It was great information!

Over the past couple of months we’ve been working with a real estate agent. We’re looking for a house in a smaller city. The houses are older and charming, especially close to downtown.

A couple of weeks ago we found a very nice house on a street we liked. It had been on the market for several months without a lot of action. It was overpriced. It was also being represented by the same agency as our agent.

We put in an offer that our agent assured us wouldn’t offend the seller. Boom! Immediately, there was another offer from a previously rejected buyer who ‘wanted to be kept in the loop’.

Working with our agent, we became increasingly alarmed with the amount of good information he and the other buyer’s agent were working with. On a house listed for over half a million dollars, we found our agent talking confidently about bids within $2,000 of each other, starting at our original bid. Our agent said this was logical. We found it maddening.

The problem with the process.

Here’s the problem. The real estate representation agreement that we signed with our agent is explicit. Where the same agency is representing both the buyer and the seller, agents are forbidden from sharing other offers with their clients. They are also forbidden from sharing personal information about the seller. They are even forbidden from directing their clients on what to bid.

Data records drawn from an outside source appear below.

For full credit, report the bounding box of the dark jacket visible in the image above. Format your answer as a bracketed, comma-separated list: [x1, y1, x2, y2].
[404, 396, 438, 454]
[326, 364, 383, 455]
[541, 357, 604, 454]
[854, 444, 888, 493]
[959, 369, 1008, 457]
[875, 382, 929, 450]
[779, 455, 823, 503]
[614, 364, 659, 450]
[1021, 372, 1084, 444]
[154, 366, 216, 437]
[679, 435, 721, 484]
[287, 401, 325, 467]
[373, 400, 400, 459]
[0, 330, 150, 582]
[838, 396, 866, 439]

We had all of that happen to us. In fact, it was quite helpful. And we’re not naïve, we’re sure it’s more common than uncommon because it is so helpful.

Except for two things: 1) it breaks the agent’s own rules and 2) it has consequences. In this case the seller got less than even we were prepared to pay because we were directed to bid less and – when we lost faith in the process – we walked away and eliminated the competitive bid situation. The house sold for only $2,000 over our original offer.

Does it really matter?

What’s ‘weird’ about this is we like our agent and trusted him. Giving him the benefit of the doubt, we think of him as being naïve. He seemed so used to a process that breaks all the rules all the time that he’d lost sight that what he was doing was wrong.

If he’s lucky it won’t matter – as in, he won’t get a prick client who sues him for being so stupid. If he get’s unlucky it will be too bad, so sad.

We’ve shared our concerns with our ex-agent. Give him credit, he said he got it. Now we need to find a new agent. And a house!